On Oct. 25, Eastman Chemical Co. confirmed that it was selling its North American PET unit to rival PET maker DAK Americas LLC for $600 million in cash. That acquisition includes more than 1 billion million pounds of PET resin capacity in Columbia, S.C., and gives Charlotte, N.C.-based DAK a North American market share of more than 40 percent.
Then on Nov. 12, Indorama Ventures Public Co. Ltd. snagged the North American PET resin and fiber assets of Invista including plants in Spartanburg, S.C., and Querétaro, Mexico, in a deal worth $420 million. Indorama, of Bangkok, earlier this year opened a 1 billion-pound-capacity plant in Decatur, Ala.
Both Eastman and Invista earlier had announced their intentions to sell their PET businesses, citing declining profits and low growth. The Eastman unit that includes PET had posted operating losses of $57 million in 2008, $66 million in 2009 and $1 million in the first nine months of 2010. Privately held Invista does not provide financial data, but in recent years the firm had closed down major PET plants in Millhaven, Ontario, and Greer, S.C.
Essentially, the move has reduced the number of major PET makers in North America from five to three listing M&G group along with DAK and Indorama as major players. Wellman Inc. and Nan Ya Plastics Corp. occupy smaller positions in the market. Another producer could join the mix early next year if Selenis follows through with plans to convert a specialty resin plant in the Montreal area over to PET production.
PET market consultant John Maddox said the recent consolidations have to be a good thing because of the poor shape the North American PET field has been in recently.
These companies had been struggling to make returns on investments, said Maddox, who is president of SBA-CCI Inc. in Jacksonville, Fla. The industry's been in bad shape. [PET resin makers] are being squeezed by raw material costs and by brand owners.
Consultant Mike Dewsbury, vice president of packaging with Resin Technology Inc. in Fort Worth, Texas, said the deals won't have an immediate impact on the health of the North American PET market.
It's the same health, just with different players, he said. Eastman and DAK both already are highly integrated [in raw materials] and Indorama and Invista aren't integrated, so nothing's going to change there.
Both Dewsbury and Maddox said that DAK might benefit from having lower overhead than a public company like Eastman does. Maddox added that lightweighting of PET bottles using less resin per bottle is a huge component of the market's decreased profitability, but public criticism of carbonated soft drinks and bottled water also have played a role.
The naysayers of plastic packaging and of carbonated soft drinks have done a good job, he said.
Neither consultant expects DAK or Indorama to shut down any of their recently acquired PET capacity right away, especially since the prices paid were a bit more than expected.

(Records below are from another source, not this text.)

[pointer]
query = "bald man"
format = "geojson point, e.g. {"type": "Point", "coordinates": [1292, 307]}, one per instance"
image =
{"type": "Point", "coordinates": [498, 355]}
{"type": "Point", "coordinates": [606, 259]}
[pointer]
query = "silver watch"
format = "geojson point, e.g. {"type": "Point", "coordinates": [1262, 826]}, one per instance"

DAK and Indorama paid a premium for [Eastman and Invista], so I'd be hard pressed to say they'll shut down capacity and keep it down, Dewsbury said. They're not going to decimate what they just purchased.
From a PET buyer's perspective, however, consolidation usually isn't a good thing, since it reduces the number of players, which can result in more competitive pricing, both consultants said.
If you're a buyer, you want as many crazy people in the market as possible, Maddox joked.